Prof. Rick S. Blum
Prof. Rick S. Blum, Lehigh University, USA
Biography:
Rick S. Blum received a B.S. in Electrical Engineering from the Pennsylvania State University in 1984 and his M.S. and Ph.D in Electrical Engineering from the University of Pennsylvania in 1987 and 1991.
From 1984 to 1991 he was a member of technical staff at General Electric Aerospace in Valley Forge, Pennsylvania and he graduated from GE`s Advanced Course in Engineering. Since 1991, he has been with the Electrical and Computer Engineering Department at Lehigh University in Bethlehem, Pennsylvania where he is currently a Professor and holds the Robert W. Wieseman Chaired Research Professorship in Electrical Engineering. His research interests include signal processing for communications, sensor networking, radar and sensor processing. He is on the editorial board for the Journal of Advances in Information Fusion of the International Society of Information Fusion. He was an associate editor for IEEE Transactions on Signal Processing and for IEEE Communications Letters. He has edited special issues for IEEE Transactions on Signal Processing, IEEE Journal of Selected Topics in Signal Processing and IEEE Journal on Selected Areas in Communications. He is a member of the SAM Technical Committee (TC) of the IEEE Signal Processing Society. He was a member of the Signal Processing for Communications TC of the IEEE Signal Processing Society and is a member of the Communications Theory TC of the IEEE Communication Society. He was on the awards Committee of the IEEE Communication Society.
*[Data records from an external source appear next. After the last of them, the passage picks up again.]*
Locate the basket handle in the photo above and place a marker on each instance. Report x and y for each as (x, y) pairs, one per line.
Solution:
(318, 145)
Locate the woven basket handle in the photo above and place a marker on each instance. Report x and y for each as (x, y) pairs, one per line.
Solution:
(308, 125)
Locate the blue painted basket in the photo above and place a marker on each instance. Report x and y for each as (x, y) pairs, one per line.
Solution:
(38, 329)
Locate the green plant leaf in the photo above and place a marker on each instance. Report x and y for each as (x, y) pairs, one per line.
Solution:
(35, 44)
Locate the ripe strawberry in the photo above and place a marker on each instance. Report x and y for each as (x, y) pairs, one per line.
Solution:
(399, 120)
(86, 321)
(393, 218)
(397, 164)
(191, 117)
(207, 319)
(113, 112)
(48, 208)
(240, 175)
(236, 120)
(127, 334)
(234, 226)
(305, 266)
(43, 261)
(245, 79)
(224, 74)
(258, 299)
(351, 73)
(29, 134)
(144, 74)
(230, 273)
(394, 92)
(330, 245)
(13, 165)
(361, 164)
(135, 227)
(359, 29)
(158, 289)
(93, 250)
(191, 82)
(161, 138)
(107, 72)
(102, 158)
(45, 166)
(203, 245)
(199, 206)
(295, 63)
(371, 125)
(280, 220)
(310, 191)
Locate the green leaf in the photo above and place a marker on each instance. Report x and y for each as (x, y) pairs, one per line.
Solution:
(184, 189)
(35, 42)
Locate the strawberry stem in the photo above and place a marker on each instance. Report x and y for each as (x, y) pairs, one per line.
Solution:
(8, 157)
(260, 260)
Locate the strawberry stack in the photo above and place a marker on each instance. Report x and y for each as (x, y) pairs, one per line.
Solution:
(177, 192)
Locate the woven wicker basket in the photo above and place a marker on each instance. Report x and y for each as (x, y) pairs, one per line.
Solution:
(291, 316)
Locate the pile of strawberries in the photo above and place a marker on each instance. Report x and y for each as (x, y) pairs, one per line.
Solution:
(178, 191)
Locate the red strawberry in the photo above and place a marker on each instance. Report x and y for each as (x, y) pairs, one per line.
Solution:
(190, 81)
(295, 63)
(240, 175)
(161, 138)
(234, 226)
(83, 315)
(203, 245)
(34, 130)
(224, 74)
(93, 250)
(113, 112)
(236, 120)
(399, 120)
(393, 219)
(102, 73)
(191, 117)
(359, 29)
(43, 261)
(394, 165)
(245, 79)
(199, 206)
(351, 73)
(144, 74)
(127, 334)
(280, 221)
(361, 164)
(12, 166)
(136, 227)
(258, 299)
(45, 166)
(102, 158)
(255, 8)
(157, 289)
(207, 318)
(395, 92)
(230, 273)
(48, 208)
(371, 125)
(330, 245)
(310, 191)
Dr. Blum is a Fellow of the IEEE, an IEEE Third Millennium Medal winner, a member of Eta Kappa Nu and Sigma Xi, and holds several patents. He was awarded an ONR Young Investigator Award in 1997 and an NSF Research Initiation Award in 1992. His IEEE Fellow Citation "for scientific contributions to detection, data fusion and signal processing with multiple sensors" acknowledges some early contributions to the field of sensor networking.
Title: MIMO Radar with Distributed Antennas
Abstract:
Inspired by recent advances in multiple-input multiple-output (MIMO) communications, this tutorial introduces the widely spread antenna MIMO radar concept. MIMO systems have had great impact on wireless communications. The signal model for MIMO radar with distributed antennas bears similarities to the communications signal model, suggesting the possibility of interesting cross-fertilization of ideas between MIMO communications and MIMO radar. We will demonstrate that complex targets contain a large number of scatterers that result in diverse RCS patterns as a function of aspect angle. We will specify the conditions for decorrelation of the elements of the channel matrix in terms of separation between antennas, target size, target range, and carrier wavelength. We will discuss parallels to MIMO communication, in particular the similar roles that the transmission medium (channel) and target play in respectively, communication and radar. We will show that combining target returns resulting from independent illuminations yields a diversity gain akin to the diversity gain obtained in the communication problem over fading channels when the data is transmitted through independent channels. We will develop the optimal detectors for MIMO radar, and for comparison, for other radar architectures. For very widely spaced antennas, optimal processing combines sensor outputs non-coherently. From the non-coherent combination of sensor outputs, we will switch to MIMO radar with coherent processing of sensor outputs. We will show that MIMO radar can locate targets with high resolution and can resolve between closely spaced targets. The Cramer-Rao lower bound on the achievable accuracy will be discussed, and it will be shown to depend on both the carrier frequency and the sensors' locations.